Take an example from the book (specifically The "Starter Project" from Chapter 3) where we look at a translator that takes a Java source file that defines a byte[] through an array initializer; the translation reads that and transforms it into a String:
<quote>
For example, we could transform:static short[] data = {1,2,3};
into the following equivalent string with Unicode constants:
static String data = "\u0001\u0002\u0003"; // Java char are unsigned short
</quote>This works in the book example because the transformation is the end result (it simply writes the "transformed result" to System.out). But imagine that this translation parse is part of a larger chain of parses. So now, rather than just writing the translation result out to stdout we instead need to "write out" a mutated tree. And lets further imagine that instead of a simple one-kind-of-assignment to another-kind-of-assignment transformation we instead want the resulting tree to be structurally different and that the subsequent passes need to walk that structurally different tree. I just don't see how do do that without writing a tree parser. Am I missing something?
And assuming I am not missing something...
(1) Does Antlr4 still have the capability of authoring tree parsers via grammar?
(2) Any pointers on writing such "tree transforming" parsers in Antlr4? I have not yet read through the whole book, so I might very well just not gotten to it yet.Thanks,
SteveP.S. I originally posted this to the (apparently old/defunct) antlr-interest mailing list, but Sam thankfully pointed me here.

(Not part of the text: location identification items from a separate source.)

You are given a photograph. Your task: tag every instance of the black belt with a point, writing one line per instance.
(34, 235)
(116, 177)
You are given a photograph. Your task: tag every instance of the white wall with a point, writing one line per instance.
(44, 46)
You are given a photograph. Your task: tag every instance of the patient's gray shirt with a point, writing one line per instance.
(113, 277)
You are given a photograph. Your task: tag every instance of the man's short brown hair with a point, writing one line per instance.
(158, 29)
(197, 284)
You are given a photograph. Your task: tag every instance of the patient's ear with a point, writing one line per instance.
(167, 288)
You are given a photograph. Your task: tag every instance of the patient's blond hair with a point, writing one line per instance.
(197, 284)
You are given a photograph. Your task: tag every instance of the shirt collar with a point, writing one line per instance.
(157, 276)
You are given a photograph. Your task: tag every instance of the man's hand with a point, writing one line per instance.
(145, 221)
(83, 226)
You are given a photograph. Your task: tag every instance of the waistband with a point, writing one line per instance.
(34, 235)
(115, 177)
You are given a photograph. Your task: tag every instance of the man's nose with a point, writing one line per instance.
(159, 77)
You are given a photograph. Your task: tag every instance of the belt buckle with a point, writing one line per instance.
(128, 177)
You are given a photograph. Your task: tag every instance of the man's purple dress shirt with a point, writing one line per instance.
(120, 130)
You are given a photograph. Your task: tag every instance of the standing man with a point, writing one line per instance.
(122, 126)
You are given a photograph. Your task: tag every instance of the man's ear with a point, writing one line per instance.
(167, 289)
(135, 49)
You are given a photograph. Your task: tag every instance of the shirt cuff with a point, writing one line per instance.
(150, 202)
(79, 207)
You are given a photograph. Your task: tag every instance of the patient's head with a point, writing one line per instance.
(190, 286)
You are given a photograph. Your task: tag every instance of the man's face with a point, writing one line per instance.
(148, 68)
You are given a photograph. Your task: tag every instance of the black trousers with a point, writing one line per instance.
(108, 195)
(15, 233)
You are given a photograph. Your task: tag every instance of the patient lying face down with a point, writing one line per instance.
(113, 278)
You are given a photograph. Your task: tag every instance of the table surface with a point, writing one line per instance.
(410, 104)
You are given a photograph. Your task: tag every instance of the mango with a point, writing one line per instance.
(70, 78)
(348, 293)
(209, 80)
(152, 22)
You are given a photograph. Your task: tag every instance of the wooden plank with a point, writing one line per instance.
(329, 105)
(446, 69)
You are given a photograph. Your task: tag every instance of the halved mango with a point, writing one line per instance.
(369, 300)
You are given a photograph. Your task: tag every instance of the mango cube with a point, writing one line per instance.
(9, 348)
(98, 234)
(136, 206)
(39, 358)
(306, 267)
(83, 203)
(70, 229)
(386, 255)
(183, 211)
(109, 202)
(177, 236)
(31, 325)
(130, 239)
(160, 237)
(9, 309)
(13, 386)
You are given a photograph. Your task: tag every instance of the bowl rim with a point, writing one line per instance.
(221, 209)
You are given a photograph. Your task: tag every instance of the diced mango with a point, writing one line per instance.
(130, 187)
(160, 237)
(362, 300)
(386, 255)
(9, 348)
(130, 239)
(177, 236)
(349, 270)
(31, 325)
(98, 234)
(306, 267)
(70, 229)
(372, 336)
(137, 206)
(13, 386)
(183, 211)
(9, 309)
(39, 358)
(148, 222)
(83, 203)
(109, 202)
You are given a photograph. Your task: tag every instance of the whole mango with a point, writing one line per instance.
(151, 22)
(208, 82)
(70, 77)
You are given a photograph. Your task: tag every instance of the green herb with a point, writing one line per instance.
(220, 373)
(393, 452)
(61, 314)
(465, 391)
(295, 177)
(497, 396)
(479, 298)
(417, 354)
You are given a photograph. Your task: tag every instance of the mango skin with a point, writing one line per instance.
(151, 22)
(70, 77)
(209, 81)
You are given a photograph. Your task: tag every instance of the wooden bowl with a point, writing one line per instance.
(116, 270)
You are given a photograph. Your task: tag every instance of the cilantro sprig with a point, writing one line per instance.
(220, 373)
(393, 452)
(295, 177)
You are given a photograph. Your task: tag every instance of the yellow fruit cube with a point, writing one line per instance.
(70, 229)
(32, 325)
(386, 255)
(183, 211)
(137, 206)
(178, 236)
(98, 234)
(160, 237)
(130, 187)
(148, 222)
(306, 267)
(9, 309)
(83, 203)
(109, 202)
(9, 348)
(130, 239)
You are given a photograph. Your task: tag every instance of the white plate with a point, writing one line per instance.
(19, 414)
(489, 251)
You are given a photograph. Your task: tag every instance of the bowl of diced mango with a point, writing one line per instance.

Yes, Antlr 4 represents a rather fundamental design change. It does not generate tree parsers, at least in the sense of your question. Rather than direct tree modification, the evident intent is to progressively decorate an invariant tree with analysis products until a final generation phase can be executed. The ParseTreeProperty class can serve as the base for node annotations. The tradeoff for getting away from relatively brittle tree mutation is a proliferation of decorator objects.
I have been documenting my understanding of Antlr 4 at https://github.com/GRosenberg/GenPackage . It is a customizable project generator that produces a fairly complete recognizer. One interesting feature is that it can be rerun at any time on an existing project to generate missing project assets - it parses the Antlr generated listener class to identify new decorator objects to create.
Hey Gerald, I took a brief look again at your project and think I understand the basic gist. I am having difficulty understanding the details of the 2 supported approaches though. If I understand correctly, I think I want the "Converter pattern" approach. It would be similar to designing my own "query model" separate from the Antlr parse model, and building/mutating that query model from my Antlr listener(s) as I walked the parse tree one or more times. Am I understanding your "Converter pattern" approach?